Everything checks out then right? We should just go back to drafting Clevinger at the round 2 turn as was happening before the meniscus injury. Not me friends.
Clevinger is an exceptionally good pitcher. There is no point in debating this. He no longer deserves my injury-based ranking in the 30s amongst all starting pitchers. However, his peripherals show underlying statistics that lead to a mid 3’s ERA and a 1.15ish WHIP, even in his elite 2019 season. I have previously made the argument that Clevinger had an incredible schedule draw last year. He pitched 6 games in 2019 against teams with winning records…6 of 21 games against winning teams… I doubt he will ever get a schedule to skew that well again in his career.
The core of my issue with Mike Clevinger boils down to where he is being drafted. The common terms you hear from most outlets is that Mike Clevinger is an explosive upside player with a low floor. For me that does not equate to a second or third round pick. Clevinger’s career peripheral numbers put him in a similar class as other top 10 fantasy options, but he does not quite get there. In reviewing the top 10 pitchers from 2019 on the Razzball player rater only Charlie Morton had a WHIP above 1.05 (1.08). Clevinger is unlikely to do this. All the pitchers in the top 10 had an ERA of 3.32 or lower. Clevinger did this last year, but it looks unlikely he will repeat it year over year due to the schedule regression and his underlying statistics. He certainly has better strikeout upside than many top 10 pitchers, but do not forget that he had a 9.31 K/9 only a season ago. The Indians will be an above average team but are closer to a .500 squad than they are to elite. This is a departure from the norm of the last 5 seasons. This puts Clevinger with a ceiling slightly lower than his top 10 peers.

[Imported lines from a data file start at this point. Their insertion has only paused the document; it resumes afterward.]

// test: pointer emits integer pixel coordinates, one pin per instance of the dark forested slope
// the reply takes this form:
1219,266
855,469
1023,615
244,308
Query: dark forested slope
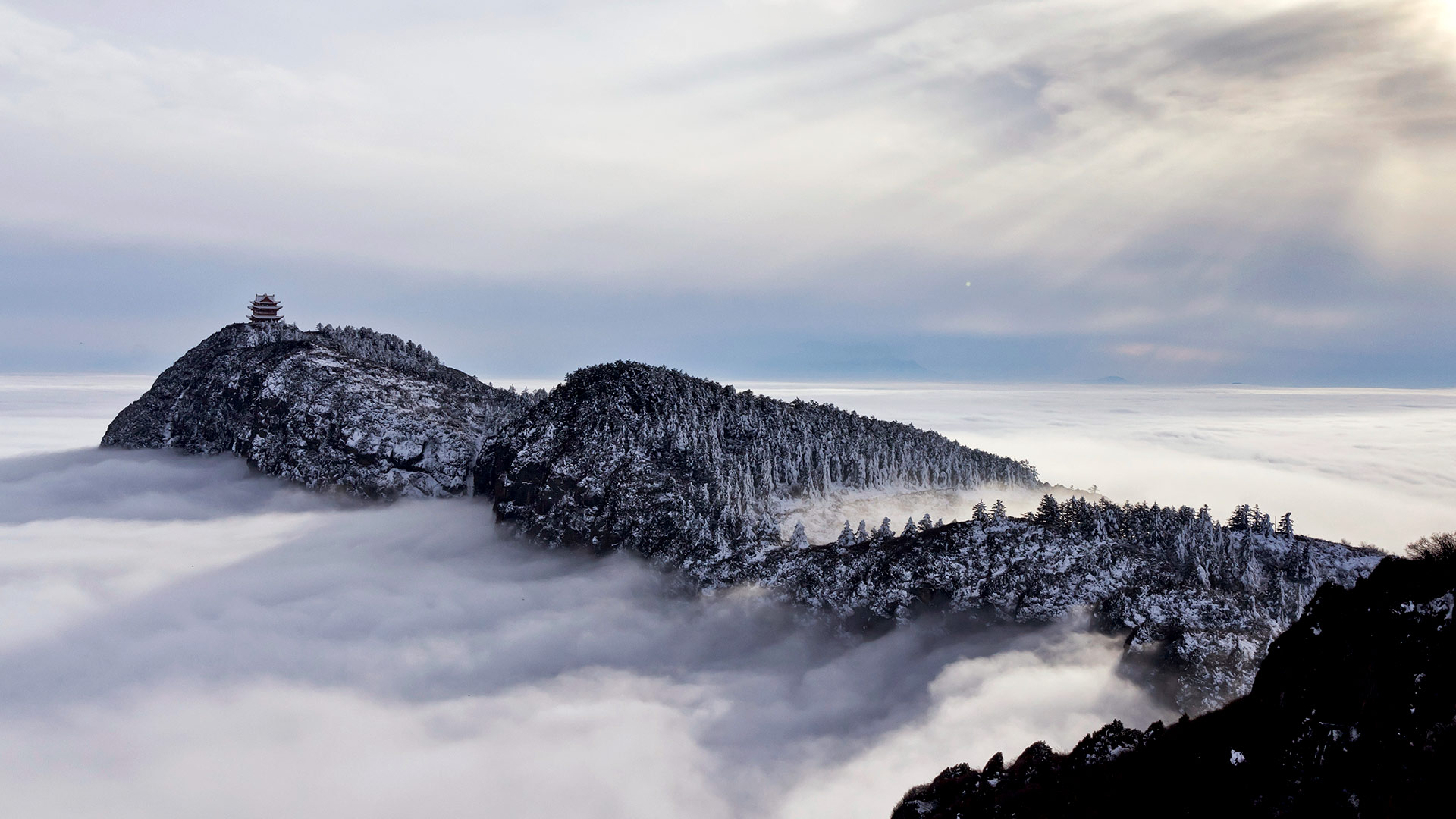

Regarding his floor, this is entirely injury based. If Mike Clevinger is pitching there are not many reasons to point towards to say he will be bad. I do believe that likely means the low floor is overstated in general, but not in comparison to his top 10 peers. There is a small caveat that I will be keeping my eye on for pitchers with a history of smaller injuries in a compressed season. When baseball returns it will likely be with less off days on the schedule because those money-grubbing owners are going to want to get their hands on as many gate fees as possible. This is going to cause pitchers who have IL stints to miss more games on average than a normal season’s IL stay would cause because there will be fewer off days. Clevinger has an explosive delivery that is going to lead to more small injuries. This has shown itself in the form of a partially torn meniscus and an upper back strain.
While Mike Clevinger is an obvious winner from the COVID delay his top 30 NFBC ADP is to high of a price to pay for me. If he were priced in the next group of Luis Castillo, Blake Snell, and Chris Paddack he would be appropriately priced (ADPs: 40-50). As that isn’t the case, it seems that if we do have a 2020 MLB season Mike Clevinger is back to being overdrafted.